Surrogacy Journals

My Journey Through Surrogacy
by: Jenn


The Doctor Fiasco

Since Scott and Bev had always done fresh IVF cycles, they had thirty-something embryos in the freezer. We would use these embryos to try to achieve a pregnancy in me. Their reproductive endocrinologist (aka infertility dr.) was located in Houston, as were all of their embryos. For me, this meant 4 hours of driving time and 2 hours of flying time every time I needed to see the dr. Arrangements were made for my first visit to their dr. in Houston. Merritt went with me on that first flight and all went well. The dr. examined me and did blood work. He told me that, before he did an IVF cycle, he wanted to do an office hysteroscopy to check out my uterus. We scheduled the hysteroscopy for the next week.

He gave me a prescription to fill. I can't remember what it was for, but, it was to help me relax. He told me to take one of the pills about an hour before my appt, which I did. Unfortunately, he was running late and I ended up in the waiting room for 2 hours, so the effect of the pill had pretty much worn off, by then. I was told by many of my surrogate friends who had had a hysteroscopy that it was not bad at all, so I wasn't really that worried. However, for me, the hysteroscopy was terribly painful! He kept saying that there was something blocking the camera's way in. I felt incredible pressure with every movement he made, and, after about 10 minutes, I was in tears. He finally stopped and told me that I would need another hysteroscopy...this time in the hospital, to find out what was blocking the entry into my uterus and remove it. He said it was probably a polyp or a fibroid. I was in shock and very upset and worst of all, I didn't have time to really talk to him about it because I had to rush out of there to catch my plane.

Later, on the phone, he told me that we couldn't proceed with IVF until whatever was blocking entry to my uterus was removed. He said that, even if I was not going to be a surrogate, I would be better off having it removed because it could cause problems later on with my menstrual cycle. I talked to my husband and my family about it. They all told me to get a second opinion before going ahead with the surgery. So, that is what I decided to do. I would get a second opinion and, if they said that I needed the surgery, I would have it done locally. But, when I tried to schedule an appointment with an RE in my area, I was told that it would be over a month before I could get an appt. I felt a tremendous amount of pressure because I knew how much Scott and Bev wanted to get started and I felt like I was holding everything up. In addition, the doctor in Houston expressed that he *really* wanted to be the one to do the surgery, since he would be doing the transfer. Hesitantly, I decided to go ahead and have the surgery in Houston with their doctor without the 2nd opinion. Because it was supposedly something that I would need anyway, the medical costs for the surgery would be my responsibility, but, since I didn't really need to go all the way to Houston to have it done, Scott and Bev agreed to pay for our travel expenses.

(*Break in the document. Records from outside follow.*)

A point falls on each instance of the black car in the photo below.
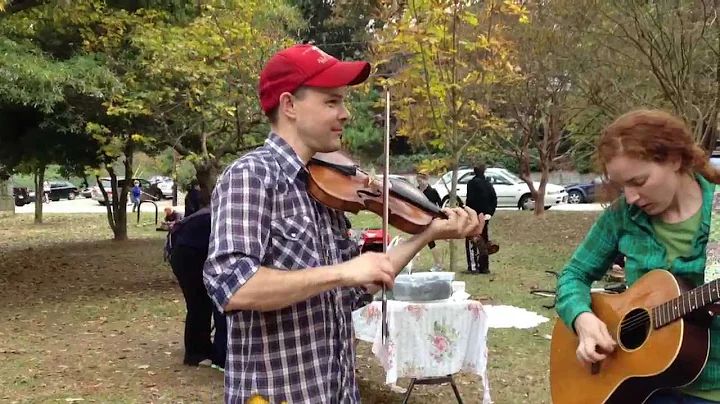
(62, 190)
(585, 192)
(22, 197)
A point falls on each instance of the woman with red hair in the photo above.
(662, 220)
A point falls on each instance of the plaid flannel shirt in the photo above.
(627, 229)
(263, 215)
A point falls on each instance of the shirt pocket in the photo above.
(293, 242)
(346, 248)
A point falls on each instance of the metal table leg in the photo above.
(430, 381)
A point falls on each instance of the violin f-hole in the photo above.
(362, 192)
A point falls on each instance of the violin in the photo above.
(337, 182)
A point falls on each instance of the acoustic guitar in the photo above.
(661, 326)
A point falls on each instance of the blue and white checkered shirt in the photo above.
(263, 215)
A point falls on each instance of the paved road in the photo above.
(83, 205)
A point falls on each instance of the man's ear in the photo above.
(287, 105)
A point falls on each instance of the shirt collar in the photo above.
(708, 192)
(285, 155)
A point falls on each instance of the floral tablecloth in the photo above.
(430, 339)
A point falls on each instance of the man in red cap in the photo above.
(280, 263)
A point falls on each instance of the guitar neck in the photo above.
(686, 303)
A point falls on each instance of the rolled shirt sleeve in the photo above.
(240, 230)
(589, 263)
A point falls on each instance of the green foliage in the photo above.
(362, 135)
(339, 28)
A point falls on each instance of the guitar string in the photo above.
(640, 319)
(643, 318)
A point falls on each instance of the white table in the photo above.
(428, 340)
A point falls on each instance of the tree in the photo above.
(35, 97)
(535, 106)
(657, 54)
(339, 28)
(447, 56)
(202, 79)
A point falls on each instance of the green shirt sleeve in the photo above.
(589, 263)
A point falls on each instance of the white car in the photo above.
(510, 189)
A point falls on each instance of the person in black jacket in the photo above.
(188, 244)
(433, 197)
(481, 197)
(192, 199)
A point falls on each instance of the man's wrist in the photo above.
(338, 275)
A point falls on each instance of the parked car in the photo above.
(63, 190)
(584, 192)
(510, 189)
(21, 195)
(149, 191)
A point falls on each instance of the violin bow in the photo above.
(386, 182)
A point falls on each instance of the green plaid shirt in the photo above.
(627, 229)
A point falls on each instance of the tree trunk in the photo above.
(206, 173)
(39, 192)
(453, 202)
(117, 207)
(540, 194)
(7, 200)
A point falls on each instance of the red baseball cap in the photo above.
(306, 65)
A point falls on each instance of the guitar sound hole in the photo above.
(634, 329)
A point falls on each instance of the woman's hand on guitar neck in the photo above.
(595, 340)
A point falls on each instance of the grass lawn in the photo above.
(88, 318)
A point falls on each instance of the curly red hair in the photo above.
(652, 135)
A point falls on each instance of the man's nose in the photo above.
(344, 114)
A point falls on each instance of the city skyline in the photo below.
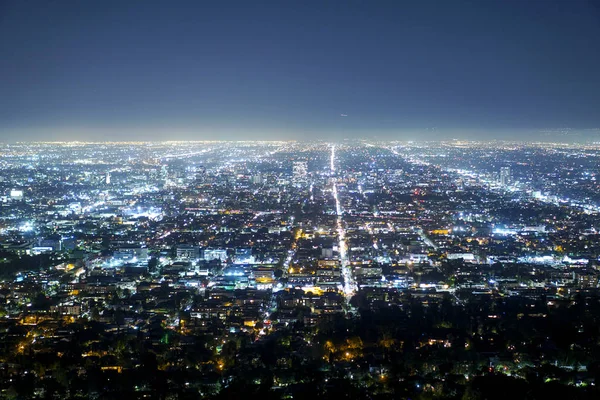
(268, 71)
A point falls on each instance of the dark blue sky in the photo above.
(223, 69)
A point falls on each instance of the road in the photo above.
(350, 286)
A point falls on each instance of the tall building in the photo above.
(505, 176)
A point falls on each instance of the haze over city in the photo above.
(273, 70)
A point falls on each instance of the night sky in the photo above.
(150, 70)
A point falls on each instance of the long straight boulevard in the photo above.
(349, 284)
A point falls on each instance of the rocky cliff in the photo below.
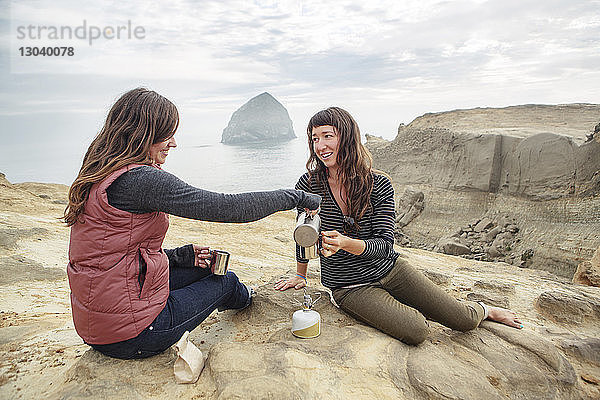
(253, 355)
(261, 119)
(533, 163)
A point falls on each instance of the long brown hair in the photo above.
(137, 120)
(355, 163)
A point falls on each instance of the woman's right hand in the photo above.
(311, 201)
(296, 282)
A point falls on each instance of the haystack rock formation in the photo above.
(535, 164)
(261, 119)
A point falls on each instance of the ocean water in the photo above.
(235, 169)
(50, 148)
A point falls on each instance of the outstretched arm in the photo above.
(148, 189)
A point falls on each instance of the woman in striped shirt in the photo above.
(368, 279)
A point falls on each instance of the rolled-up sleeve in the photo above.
(381, 244)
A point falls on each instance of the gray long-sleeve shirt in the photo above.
(148, 189)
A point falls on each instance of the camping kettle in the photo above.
(307, 235)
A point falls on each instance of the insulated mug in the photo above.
(307, 230)
(219, 262)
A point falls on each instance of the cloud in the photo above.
(407, 57)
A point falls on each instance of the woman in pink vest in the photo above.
(131, 298)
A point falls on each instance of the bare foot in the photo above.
(504, 316)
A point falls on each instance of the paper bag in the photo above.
(189, 362)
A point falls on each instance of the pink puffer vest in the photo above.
(104, 252)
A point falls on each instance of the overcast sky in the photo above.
(387, 62)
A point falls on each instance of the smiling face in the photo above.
(325, 140)
(159, 151)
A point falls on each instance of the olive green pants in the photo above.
(398, 304)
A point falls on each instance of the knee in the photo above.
(465, 324)
(417, 335)
(231, 279)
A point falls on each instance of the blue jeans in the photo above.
(194, 294)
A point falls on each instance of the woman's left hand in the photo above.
(202, 256)
(332, 242)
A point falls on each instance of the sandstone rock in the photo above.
(453, 247)
(483, 225)
(492, 234)
(438, 278)
(491, 299)
(261, 119)
(495, 286)
(410, 205)
(569, 307)
(493, 251)
(588, 272)
(585, 349)
(348, 360)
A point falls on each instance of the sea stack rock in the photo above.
(261, 119)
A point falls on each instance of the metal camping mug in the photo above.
(219, 262)
(307, 235)
(307, 230)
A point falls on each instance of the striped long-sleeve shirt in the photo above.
(376, 229)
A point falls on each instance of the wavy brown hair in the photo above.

It was all set. Joey would have to miss a day of work and Justin would miss a day of school so that we could all go. I wanted Joey to be there, so that I would have someone to speak for me if a medical decision needed to be made, plus I knew I would be uncomfortable and need someone to take care of me. We left on Thursday afternoon to drive to Houston. It was about a 5 hour trip. When we arrived, we checked into a hotel and were up early the next morning to go to the hospital. We checked in and I was "prepped". I was given general anesthesia and the next thing I knew, I woke up with 2 doctors standing over me. The surgery was complete and everything had gone very well. My couple's dr. went on to tell me that there had actually been NOTHING blocking my uterus. NO POLYP! NO FIBROID! Nothing! My uterus simply turns to the left. He made it seem like such a rare occurrence and told me that in the 2000 or so uterus' he had seen, he had never seen one like mine. But, other than the fact that it turned, it was perfectly healthy. I was groggy and confused, but, not so much that it didn't dawn on me...all of this was for nothing! My family and I went through all of this travel, expense, discomfort, inconvenience for nothing?!?!? I had many, many questions about why the doctor couldn't tell that my uterus turned during the first hysteroscopy. I called him on Monday morning to talk to him about it and he avoided me for a week before ever calling back. When he did call back, I had had time to think about what had occurred and had my questions all lined up for him. He was VERY defensive and by this time, I was seriously questioning his competence. I thought about that first hysteroscopy. Since there had never been a blockage, he must have actually been pressing against my uterine wall all that time! Geez, no wonder it hurt so much!!! Could he have done any damage? Oh no, there was NO WAY that I was going back to this guy!

This was a difficult time for my couple and I. They had been with this doctor for 4 years and trusted him immensely! However, when he didn't call me back until a week after my surgery, questions about his competence and sincerity arose in their minds too. Still, I think they felt a certain loyalty to him. However, after talking it over with Joey, I decided for certain that I could not see this doctor any more. I did not trust him! I called Scott and Bev and told them how I felt. They were very understanding. We talked about it and decided to move the embryos to Dallas and let Merritt help us find another doctor.